1
$\begingroup$

Say I have a range of $[0...256]$, and I have a stream of data representing a change in an attribute, how do I determine if two points change by a significant amount, i.e. $[... 5,240 ...]$?

Is there an algorithm that works in this situation that I could use to see if the points are different in a significant way, based only on the two numbers and the range of values?

I plan to use this in image analysis to find boundaries between different colored pixels.

  • 0
    Subtraction? ${}{}{}$2017-01-13
  • 0
    @copper.hat I mean in context, I want to tell if something is following a pattern or if it's a random deviation.2017-01-13

2 Answers 2

1

What do you call significant? You can certainly subtract them and divide by the range to see what fraction of the range they differ by. Is differing by $10\%$ of the range (here $25$) significant?

  • 0
    That's part of my problem, if the difference across the range steadily increases, I don't want it to be marked as different, I want it to be different if there is a drastic, random change.2017-01-13
  • 0
    If I have $[1,3,7,10,15,21,100]$, I want the last element to stand out2017-01-13
  • 0
    There is no magic to it. You need to look at a bunch of data and see what you think is significant. Until you have some sort of model, you can't tell what is significant.2017-01-13
0

Comment. @RossMillikan is correct that you need to develop a criterion for significance. In your Comment on his answer you used the phrase "drastic, random change." What might that mean? Not having actual data at hand, I decided to do some simulation.

Long strings. Here are results of one experiment. I looked at strings of length $n = 100$ of digits randomly chosen from among $\{0, 1, 2, \dots, 256\},$ and looked at the maximum absolute differences max.dif of successive numbers in each of a million such strings. The mean was about 233.5 with SD about 12.5; about 90% exceeded 216, and about 99% exceeded 199. To me, it seems clear that a difference between successive values that exceeds 200 should always be considered remarkable.

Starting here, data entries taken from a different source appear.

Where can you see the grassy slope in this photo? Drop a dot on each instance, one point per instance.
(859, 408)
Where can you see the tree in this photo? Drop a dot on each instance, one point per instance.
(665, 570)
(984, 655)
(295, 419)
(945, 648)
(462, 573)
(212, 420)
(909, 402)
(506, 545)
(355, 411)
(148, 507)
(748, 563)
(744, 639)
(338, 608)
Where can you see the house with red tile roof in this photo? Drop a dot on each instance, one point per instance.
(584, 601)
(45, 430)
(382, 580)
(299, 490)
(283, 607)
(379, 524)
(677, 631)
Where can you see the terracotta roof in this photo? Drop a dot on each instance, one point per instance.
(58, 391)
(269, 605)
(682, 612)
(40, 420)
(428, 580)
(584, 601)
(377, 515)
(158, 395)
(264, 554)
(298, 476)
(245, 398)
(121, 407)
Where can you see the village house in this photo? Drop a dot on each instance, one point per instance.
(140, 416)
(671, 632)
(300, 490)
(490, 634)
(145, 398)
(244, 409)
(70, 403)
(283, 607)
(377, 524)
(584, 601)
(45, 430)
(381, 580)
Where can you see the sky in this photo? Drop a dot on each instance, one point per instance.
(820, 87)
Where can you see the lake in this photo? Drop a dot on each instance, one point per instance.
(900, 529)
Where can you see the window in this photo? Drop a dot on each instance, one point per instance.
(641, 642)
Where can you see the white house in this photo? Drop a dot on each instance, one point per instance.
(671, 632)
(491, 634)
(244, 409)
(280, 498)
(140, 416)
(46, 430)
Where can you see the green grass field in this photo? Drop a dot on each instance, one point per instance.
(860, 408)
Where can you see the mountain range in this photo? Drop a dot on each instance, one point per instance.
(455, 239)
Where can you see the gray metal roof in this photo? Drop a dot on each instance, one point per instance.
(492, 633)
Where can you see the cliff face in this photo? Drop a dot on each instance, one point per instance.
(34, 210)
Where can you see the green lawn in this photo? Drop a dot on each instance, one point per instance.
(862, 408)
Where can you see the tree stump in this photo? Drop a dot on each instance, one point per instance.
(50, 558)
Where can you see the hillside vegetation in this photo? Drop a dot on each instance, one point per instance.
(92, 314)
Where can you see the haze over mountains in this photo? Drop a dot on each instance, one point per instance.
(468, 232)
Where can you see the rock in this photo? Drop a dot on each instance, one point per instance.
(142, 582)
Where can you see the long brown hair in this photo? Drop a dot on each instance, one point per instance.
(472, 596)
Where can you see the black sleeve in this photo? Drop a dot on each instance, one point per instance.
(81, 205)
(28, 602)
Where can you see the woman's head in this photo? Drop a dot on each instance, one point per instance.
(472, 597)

A histogram of these max.difs is shown below.

enter image description here

Short strings. To see how big a difference is remarkable for relatively short strings, I repeated the simulation with $n=10.$ The mean was about 180.6 with SD about 37.7; about 90% exceeded 229, and about 99% exceeded 129. To me, it seems clear that a difference between successive values in a string of 10 that exceeds 90 should always be considered remarkable.

m = 10^6;  pop = 0:256;  n = 10;  max.dif = numeric(m)
  for(i in 1:m) {
  string=sample(pop, n, repl=T)
  max.dif[i] = max(abs(diff(string)))  }
mean(max.dif);  sd(max.dif)
## 180.5514
## 37.70648
quantile(max.dif, c(.01, .10, .90))
## 1% 10% 90% 
## 89 129 229 

enter image description here

Perhaps these particular experiments are not useful, but at least they are based on something approaching an objective criterion. Based on your experience, you may be able to do simulations with results that are more useful.

Control charts. An entirely unrelated path of inquiry is for you to look at the literature on 'control charts', long used by quality engineers to detect when a process is going 'out of control'. Several criteria are commonly used as signals for trouble, some of which may be useful here.

Change point in time series. (Added later.) Over lunch a colleague suggested you might look in the literature of time series for criteria to detect 'change points', usually detecting a point in time at which the mean of the series appears to change.